Both definitions include 3 cases covered in paragraphs [1.2], [1.3] and [1.4] (and correspondingly in [2.2], [2.3] and [2.4]). Test TUF_2-1 is an example of the case in paragraph [1.2] since the block is already in a block buffer.

Cases [1.3] and [1.4] explicitly cover "transfer of block u from mass storage", but no transfer is mentioned in case [1.2]. Perhaps it is my mistake to interpret the absence of such an explicit statement as indicating that no transfer should take place. Case [1.2] does not explicitly exclude a transfer taking place, but then neither does anything in BUFFER.

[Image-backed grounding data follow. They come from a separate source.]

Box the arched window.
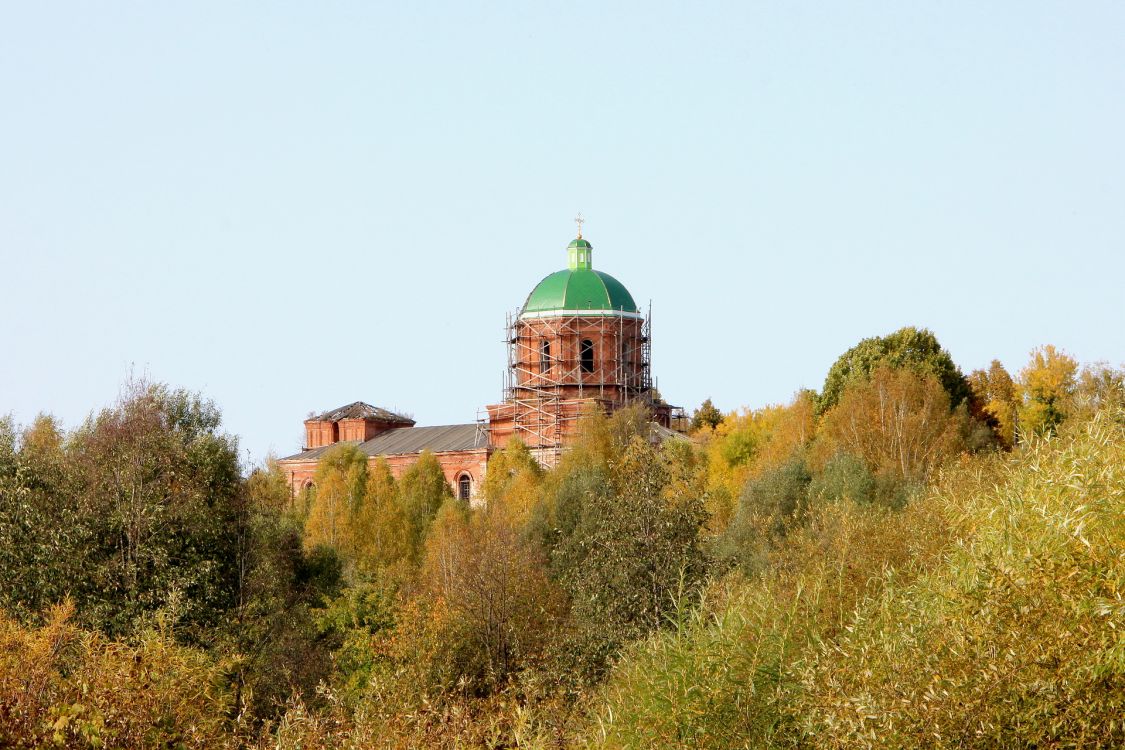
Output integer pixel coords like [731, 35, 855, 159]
[457, 473, 472, 501]
[540, 340, 551, 374]
[580, 338, 595, 373]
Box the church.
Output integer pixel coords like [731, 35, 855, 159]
[278, 227, 681, 501]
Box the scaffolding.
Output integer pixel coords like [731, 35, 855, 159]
[480, 305, 664, 466]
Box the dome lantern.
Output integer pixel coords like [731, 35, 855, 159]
[567, 237, 593, 271]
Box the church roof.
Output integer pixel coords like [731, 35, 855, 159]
[306, 401, 414, 425]
[280, 423, 484, 462]
[520, 237, 640, 319]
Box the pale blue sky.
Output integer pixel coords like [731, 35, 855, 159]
[2, 1, 1122, 462]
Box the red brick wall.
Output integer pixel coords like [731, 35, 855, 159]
[305, 417, 413, 448]
[304, 421, 339, 449]
[512, 316, 646, 400]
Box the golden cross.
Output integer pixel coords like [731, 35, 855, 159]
[574, 212, 585, 239]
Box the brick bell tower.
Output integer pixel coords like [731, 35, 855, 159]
[485, 224, 671, 465]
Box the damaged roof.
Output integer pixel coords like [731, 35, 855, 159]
[306, 401, 414, 425]
[280, 423, 485, 462]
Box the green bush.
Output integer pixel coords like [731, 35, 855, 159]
[793, 410, 1125, 748]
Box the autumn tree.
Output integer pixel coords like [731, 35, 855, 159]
[305, 443, 368, 553]
[818, 326, 971, 415]
[818, 365, 969, 484]
[691, 398, 724, 432]
[700, 392, 816, 533]
[421, 497, 564, 688]
[968, 360, 1018, 448]
[479, 437, 543, 525]
[351, 457, 410, 574]
[1018, 345, 1079, 438]
[398, 450, 454, 563]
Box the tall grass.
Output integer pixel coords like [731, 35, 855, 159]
[793, 411, 1125, 748]
[569, 409, 1124, 749]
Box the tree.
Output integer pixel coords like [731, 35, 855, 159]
[479, 437, 543, 526]
[305, 444, 367, 553]
[691, 399, 724, 432]
[0, 414, 87, 620]
[551, 437, 709, 675]
[718, 453, 812, 571]
[818, 326, 971, 415]
[63, 380, 244, 638]
[421, 498, 563, 688]
[351, 458, 410, 573]
[1018, 345, 1078, 438]
[223, 460, 341, 725]
[701, 392, 816, 533]
[398, 450, 454, 564]
[818, 365, 969, 484]
[968, 360, 1018, 448]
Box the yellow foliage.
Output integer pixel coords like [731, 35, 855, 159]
[817, 365, 967, 482]
[352, 457, 411, 573]
[305, 443, 368, 553]
[701, 392, 816, 532]
[969, 360, 1018, 448]
[1018, 344, 1079, 438]
[793, 409, 1125, 747]
[0, 601, 233, 749]
[480, 438, 544, 527]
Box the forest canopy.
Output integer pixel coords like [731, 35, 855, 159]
[1, 331, 1122, 749]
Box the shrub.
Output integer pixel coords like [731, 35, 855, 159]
[793, 410, 1125, 748]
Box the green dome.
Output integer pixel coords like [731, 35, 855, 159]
[520, 237, 640, 319]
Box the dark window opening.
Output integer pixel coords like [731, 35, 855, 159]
[580, 339, 595, 373]
[458, 474, 472, 501]
[540, 341, 551, 374]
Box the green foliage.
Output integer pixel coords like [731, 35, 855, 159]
[218, 485, 341, 726]
[398, 450, 454, 563]
[690, 398, 724, 431]
[718, 453, 811, 571]
[315, 583, 398, 703]
[0, 415, 87, 621]
[818, 326, 971, 415]
[551, 436, 710, 679]
[0, 381, 245, 640]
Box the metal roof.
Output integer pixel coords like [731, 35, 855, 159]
[361, 423, 484, 455]
[280, 423, 484, 462]
[520, 236, 639, 319]
[307, 401, 414, 424]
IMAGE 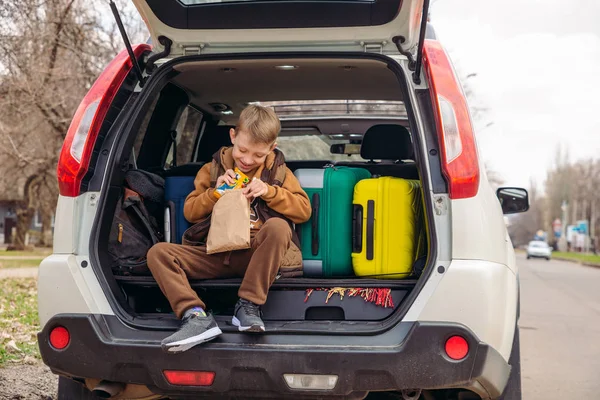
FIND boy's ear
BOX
[229,128,236,144]
[270,142,277,151]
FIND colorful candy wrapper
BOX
[214,167,250,199]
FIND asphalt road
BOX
[518,252,600,399]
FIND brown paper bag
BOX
[206,190,251,254]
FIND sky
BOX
[430,0,600,190]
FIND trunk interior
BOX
[94,54,433,331]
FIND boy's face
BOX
[229,128,276,173]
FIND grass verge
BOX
[0,278,40,366]
[0,259,43,269]
[552,252,600,265]
[0,249,52,258]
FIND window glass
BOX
[276,136,363,162]
[164,107,203,168]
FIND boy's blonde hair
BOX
[235,105,280,144]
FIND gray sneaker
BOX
[161,312,222,353]
[232,298,265,332]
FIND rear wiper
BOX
[109,0,145,87]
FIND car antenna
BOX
[109,0,145,87]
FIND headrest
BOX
[195,125,233,162]
[360,124,413,161]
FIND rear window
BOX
[180,0,376,3]
[261,100,409,161]
[529,242,547,248]
[179,0,377,6]
[277,136,363,162]
[257,100,408,119]
[147,0,401,30]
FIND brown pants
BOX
[146,218,292,319]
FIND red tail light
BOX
[49,326,70,350]
[163,370,215,386]
[445,335,469,360]
[423,39,480,199]
[57,44,151,197]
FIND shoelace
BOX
[241,300,261,318]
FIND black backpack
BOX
[108,170,165,276]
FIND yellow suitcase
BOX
[351,177,426,279]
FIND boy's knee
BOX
[146,242,172,267]
[262,218,292,240]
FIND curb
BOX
[553,257,600,269]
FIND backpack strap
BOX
[209,158,221,188]
[209,148,287,188]
[261,148,287,187]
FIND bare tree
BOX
[540,145,600,250]
[508,177,546,247]
[0,0,147,249]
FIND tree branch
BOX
[44,0,77,86]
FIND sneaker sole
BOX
[162,326,223,354]
[232,316,266,332]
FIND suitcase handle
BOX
[295,222,302,243]
[366,200,375,261]
[311,193,320,256]
[352,204,363,253]
[166,200,180,243]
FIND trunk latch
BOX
[361,41,386,54]
[182,44,205,56]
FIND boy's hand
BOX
[243,178,269,199]
[215,169,237,187]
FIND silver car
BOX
[527,241,552,260]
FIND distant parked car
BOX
[527,241,552,260]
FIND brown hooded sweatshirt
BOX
[183,147,311,268]
[184,147,311,225]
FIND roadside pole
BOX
[558,200,568,252]
[591,202,596,254]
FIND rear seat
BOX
[195,125,234,163]
[335,124,419,179]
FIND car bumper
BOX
[38,314,511,399]
[527,252,551,258]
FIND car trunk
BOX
[90,52,437,333]
[132,0,428,56]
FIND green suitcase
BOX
[294,166,371,277]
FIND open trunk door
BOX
[133,0,429,59]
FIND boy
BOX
[147,105,311,353]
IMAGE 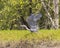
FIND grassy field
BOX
[0,29,60,42]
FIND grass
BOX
[0,29,60,42]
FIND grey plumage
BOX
[20,13,42,32]
[26,13,42,32]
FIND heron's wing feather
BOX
[33,14,42,21]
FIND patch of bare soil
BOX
[0,40,60,48]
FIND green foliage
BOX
[0,0,60,29]
[0,0,42,30]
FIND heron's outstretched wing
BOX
[33,13,42,21]
[26,13,42,26]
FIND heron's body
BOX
[26,14,42,32]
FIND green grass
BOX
[0,29,60,42]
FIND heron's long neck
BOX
[20,25,30,30]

Another way to consider this is to consider the users perspective - what would someone using BLOCK, BUFFER and others expect to happen. Consider the following:

20 BLOCK DUP C@ 1+ SWAP C! UPDATE 20 BLOCK

Does the final BLOCK force the read, so removing the update in the block buffer? Perhaps the UPDATE should force the block buffer to be written out before being reread? I am not sure I understand what should happen when "BLOCK will force a read from mass storage".

Therefore, the way I read both BLOCK and BUFFER definitions says that no transfer should take place if the block is already in the block buffer. Indeed, reading the whole of section 7 "The optional Block word set" in the standard, I can not find anything requiring that "BLOCK will force a read from mass storage".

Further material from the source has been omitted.